Monday, Jul. 08, 1991

Make Sticky, Morph!

By Guy Garcia

The creature's arms elongate into gleaming spikes that impale people and latch onto moving cars. It can appear as a bulge in the floor, transforming itself into a humanoid that then proceeds to walk through a steel gate, its artificial skin oozing between the bars like melted butter. Frozen by liquid nitrogen, it is shattered into a thousand pieces, but its fragments congeal again into a glistening body of liquid chrome.

To the wide-eyed audiences of Terminator 2, the android called the T-1000, with its ability to assume the shape of anything it touches, is a state-of- the-art killing machine sent from the future to do battle with Arnold Schwarzenegger. But to the special-effects wizards at Industrial Light & Magic, the T-1000 is a technological marvel that represents, in the words of coordinator Dennis Muren, "the beginning of a new period of filmmaking." The San Rafael, Calif., firm, which director George Lucas founded in 1975 to design the special effects for his Star Wars, has crafted dazzling sequences for dozens of movies, including current releases like Backdraft, The Rocketeer and Hudson Hawk. But its work for Terminator 2 sets new standards.

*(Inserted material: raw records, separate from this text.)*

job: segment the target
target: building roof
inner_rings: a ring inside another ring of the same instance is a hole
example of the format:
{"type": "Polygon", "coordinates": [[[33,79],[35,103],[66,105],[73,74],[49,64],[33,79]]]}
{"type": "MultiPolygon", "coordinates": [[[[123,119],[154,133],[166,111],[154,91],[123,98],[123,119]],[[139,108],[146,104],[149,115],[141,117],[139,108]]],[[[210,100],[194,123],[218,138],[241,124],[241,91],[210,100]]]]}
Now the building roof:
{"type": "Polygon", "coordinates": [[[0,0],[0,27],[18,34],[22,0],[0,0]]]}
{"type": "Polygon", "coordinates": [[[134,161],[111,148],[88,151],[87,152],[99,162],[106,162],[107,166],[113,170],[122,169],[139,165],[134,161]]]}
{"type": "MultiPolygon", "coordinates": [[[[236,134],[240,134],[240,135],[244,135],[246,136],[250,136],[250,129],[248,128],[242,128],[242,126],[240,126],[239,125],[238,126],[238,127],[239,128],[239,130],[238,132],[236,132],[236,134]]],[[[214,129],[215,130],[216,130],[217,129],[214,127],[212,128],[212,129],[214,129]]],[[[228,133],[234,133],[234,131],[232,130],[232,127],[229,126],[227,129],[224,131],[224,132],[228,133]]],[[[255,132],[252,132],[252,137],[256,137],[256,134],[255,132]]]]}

The T-1000's protean forms were achieved through a computer technique called digital compositing. The technique breaks a film image down into a complex numerical code that a computer can manipulate in nearly endless ways, thus altering the image. To change the T-1000 from a robot to its human form, ILM employed a process nicknamed Morph, as in metamorphosis, first developed in 1988 for the film Willow. Footage of the robot and footage of actor Robert Patrick were coded and fed into the computer, which blended one into the other. The illusion of walking through steel bars was created by another pioneering method that ILM technicians have dubbed "Make Sticky." Footage of Patrick walking unimpeded down a corridor was layered over a computer-enhanced three-dimensional image. As the computer image "melts" to simulate flesh deforming between computer-generated "bars," so does its onscreen counterpart.

ILM is hoping to surpass even these triumphs in such upcoming films as Star Trek 6, Memoirs of an Invisible Man and Steven Spielberg's Hook. Special- effects fans can look forward to more strange, mind-boggling characters; worlds that alter their shape, color and form; and, perhaps most amazing, flights of fancy so realistic that audiences won't ever suspect they're seeing an act of industrial imagination.